In het Internettijdperk is beveiliging van computernetwerken een hot item. Dat geldt zowel voor bedrijven die echt elektronisch zakendoen als voor bedrijven die hun medewerkers Internetvoorzieningen op de werkplek geven. De deur zwaait in het ene geval wijd open en wordt in het andere geval op een kier gezet.
Uit een recent wereldwijd onderzoek van de uitgeverijen VNU en CMP blijkt dat slechts 30 procent van de bedrijven het afgelopen jaren géén last had van onverlaten die probeerden op het netwerk in te breken of het plat te leggen. Beveiliging is daarmee ontegenzeggelijk een probleem voor de IT-afdeling geworden.

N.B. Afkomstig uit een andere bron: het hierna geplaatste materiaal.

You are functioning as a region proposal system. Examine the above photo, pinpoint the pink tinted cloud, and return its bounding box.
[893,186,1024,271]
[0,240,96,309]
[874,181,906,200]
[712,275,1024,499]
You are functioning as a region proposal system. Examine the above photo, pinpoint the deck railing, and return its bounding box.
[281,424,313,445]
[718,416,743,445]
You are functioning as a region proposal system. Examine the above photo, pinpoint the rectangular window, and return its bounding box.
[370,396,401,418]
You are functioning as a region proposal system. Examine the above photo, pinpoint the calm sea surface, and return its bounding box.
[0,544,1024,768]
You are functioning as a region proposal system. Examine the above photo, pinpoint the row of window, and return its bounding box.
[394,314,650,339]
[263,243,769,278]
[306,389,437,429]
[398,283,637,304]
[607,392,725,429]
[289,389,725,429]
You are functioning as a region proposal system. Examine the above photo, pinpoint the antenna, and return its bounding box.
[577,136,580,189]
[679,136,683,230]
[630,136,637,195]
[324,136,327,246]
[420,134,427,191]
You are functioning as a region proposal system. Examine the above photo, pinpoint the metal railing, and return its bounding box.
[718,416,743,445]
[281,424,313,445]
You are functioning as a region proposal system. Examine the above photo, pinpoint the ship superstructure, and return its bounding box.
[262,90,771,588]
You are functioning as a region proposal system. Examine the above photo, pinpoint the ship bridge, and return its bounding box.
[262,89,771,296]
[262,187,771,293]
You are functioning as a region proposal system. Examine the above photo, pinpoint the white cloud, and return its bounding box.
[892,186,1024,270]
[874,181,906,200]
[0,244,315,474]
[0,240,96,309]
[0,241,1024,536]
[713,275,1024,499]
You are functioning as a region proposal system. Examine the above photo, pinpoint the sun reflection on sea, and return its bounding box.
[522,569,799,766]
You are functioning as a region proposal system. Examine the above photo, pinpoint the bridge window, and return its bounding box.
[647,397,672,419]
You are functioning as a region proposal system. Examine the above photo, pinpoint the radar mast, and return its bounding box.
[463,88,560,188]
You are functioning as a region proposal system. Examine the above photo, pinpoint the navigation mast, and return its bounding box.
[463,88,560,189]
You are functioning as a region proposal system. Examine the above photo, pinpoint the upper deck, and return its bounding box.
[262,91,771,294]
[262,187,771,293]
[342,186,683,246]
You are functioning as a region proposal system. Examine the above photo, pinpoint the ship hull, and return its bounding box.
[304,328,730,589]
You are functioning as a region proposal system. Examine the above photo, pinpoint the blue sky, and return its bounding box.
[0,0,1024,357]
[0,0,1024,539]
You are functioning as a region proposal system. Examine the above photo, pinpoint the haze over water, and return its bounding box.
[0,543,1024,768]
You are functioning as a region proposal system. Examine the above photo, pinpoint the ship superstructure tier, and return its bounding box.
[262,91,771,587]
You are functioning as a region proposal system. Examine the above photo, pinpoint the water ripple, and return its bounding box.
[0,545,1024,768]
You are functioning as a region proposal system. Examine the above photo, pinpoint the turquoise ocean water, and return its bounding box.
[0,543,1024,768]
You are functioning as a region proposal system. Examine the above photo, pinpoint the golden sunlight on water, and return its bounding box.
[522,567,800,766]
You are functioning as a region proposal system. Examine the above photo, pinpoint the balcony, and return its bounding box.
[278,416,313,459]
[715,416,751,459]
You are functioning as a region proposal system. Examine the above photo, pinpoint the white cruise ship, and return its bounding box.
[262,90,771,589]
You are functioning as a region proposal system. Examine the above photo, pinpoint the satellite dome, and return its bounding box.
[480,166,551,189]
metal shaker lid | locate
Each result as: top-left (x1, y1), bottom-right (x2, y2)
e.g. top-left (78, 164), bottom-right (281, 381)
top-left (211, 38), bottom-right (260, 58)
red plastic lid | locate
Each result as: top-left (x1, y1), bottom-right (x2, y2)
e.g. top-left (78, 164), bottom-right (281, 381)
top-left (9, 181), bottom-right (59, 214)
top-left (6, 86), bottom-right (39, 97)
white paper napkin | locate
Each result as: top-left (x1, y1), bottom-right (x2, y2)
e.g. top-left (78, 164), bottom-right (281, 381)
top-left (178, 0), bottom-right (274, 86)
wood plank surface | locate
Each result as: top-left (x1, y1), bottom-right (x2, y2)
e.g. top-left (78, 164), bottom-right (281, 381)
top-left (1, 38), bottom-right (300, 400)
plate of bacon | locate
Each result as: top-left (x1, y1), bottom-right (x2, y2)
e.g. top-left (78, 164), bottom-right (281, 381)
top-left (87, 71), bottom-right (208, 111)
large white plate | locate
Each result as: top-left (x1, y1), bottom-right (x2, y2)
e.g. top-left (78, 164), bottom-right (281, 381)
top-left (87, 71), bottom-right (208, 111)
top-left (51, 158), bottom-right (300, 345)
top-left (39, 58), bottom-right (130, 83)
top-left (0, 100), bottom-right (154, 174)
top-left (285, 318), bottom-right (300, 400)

Het is prettig als je weet wie de vijand is. Het onderzoek toont echter aan dat juist hier de schoen wringt. Van de 5000 ondervraagde IT-managers weet 41 procent niet wie er het afgelopen jaar poogden het netwerk binnen te dringen. Meer dan de helft van hen meldt bovendien pogingen tot inbraak niet – om negatieve publiciteit te voorkomen.
Al met al lijkt het erop dat bedrijven niet erg genegen zijn de ervaringen die ze hebben met elkaar te delen. Men vindt het wiel liever zelf opnieuw uit dan gezamenlijk ten strijde te trekken. Wanneer bedrijven inbraken en aanslagen bij voorkeur onder de pet houden, zal het langer duren voordat netwerken gevrijwaard zijn van ongewenste acties. Zolang er geen gevoel van gemeenschappelijk belang heerst, zal er een groep zijn die in zijn vuistje lacht: de hackers.